Neue Inhalte zur Person Zverev

Dass Zverev in den Irrungen und Wirrungen der Corona-Ära zuletzt so schlecht oder gar nicht beraten war, zählte zu den bitteren Überraschungen der Krise. Immerhin ist Zverev Klient der Agentur Team 8, die einst von Roger Federer und seinem Manager Tony Godsick gegründet worden war. Auch mit Godsicks Hilfe sollte Zverev zu mehr Stabilität und Souveränität finden und störungsfrei an seinem Tennis-Aufschwung arbeiten. Nun aber haben sich erst einmal die eher selbstsüchtigen Bilder von Zverev, und nicht nur von ihm, bei den ersten Tennis-Lockerungsübungen ins kollektive Gedächtnis eingegraben. Der Deutsche, seit frühester Juniorenzeit als kommende Nummer 1 der Branche gehandelt, steht wieder unter äußerst kritischer Beobachtung – auf und neben dem Centre Court.

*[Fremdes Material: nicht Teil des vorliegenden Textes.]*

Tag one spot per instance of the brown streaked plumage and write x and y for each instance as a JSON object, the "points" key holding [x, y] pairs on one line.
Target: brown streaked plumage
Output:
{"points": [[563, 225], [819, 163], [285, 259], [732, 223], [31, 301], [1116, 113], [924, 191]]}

Das Projekt einer Arbeitspartnerschaft mit Ferrer, dem spanischen Laufwunder vergangener Tage, wirkt beinahe wie ein Versuch, jetzt neue Inhalte zur Person Zverev zu schaffen. Schon einmal hatte es Zverev ja mit einem aus der spanischen Tennis-Armada probiert, vom Frühling 2017 bis zum Saisonbeginn 2018 war Juan Carlos Ferrero an der Seite des Hamburgers. Aber es paßte nur wenig zusammen in dieser Liasion, Zverev klagte später, der frühere Weltranglisten-Erste Ferrero habe einen „ruhigen, blancierten Kerl“ aus ihm machen wollen: „Der aber war ich nie. Und werde ich nie sein.“ Ferrero warf Zverev seinerseits vor, stets unpünktlich und überhaupt respektlos gewesen zu sein. „Hochwertiges Training“ sei nie möglich gewesen, stets habe es Ablenkungen gegeben, „Social Media, Anrufe, Freunde, die auftauchten.“ Jüngere Spieler wie Zverev hätten ein Mentalitätsproblem: „Viel Geld zu verdienen, wenn man jung ist, kann einen schwindelig machen.“

Und nun also Ferrer, der Marathon-Mann, der in jedem Match buchstäblich bis zum Umfallen kämpfte. Dass der wackere Fighter mehr Einfluss auf Zverevs Spiel und Verhalten  gewinnen könnte als Ferrero oder auch Großmeister Ivan Lendl, erscheint wenig plausibel. Zwei Wochen wollen Zverev und Ferrer testen, ob die gemeinsame Zukunft etwas Gewinnbringendes verheißen könnte. Vielleicht bleibt das Ganze aber auch nur ein kleines Ablenkungsmanöver nach dem großen, sportfremden Schlagzeilengewitter dieses Corona-Sommers.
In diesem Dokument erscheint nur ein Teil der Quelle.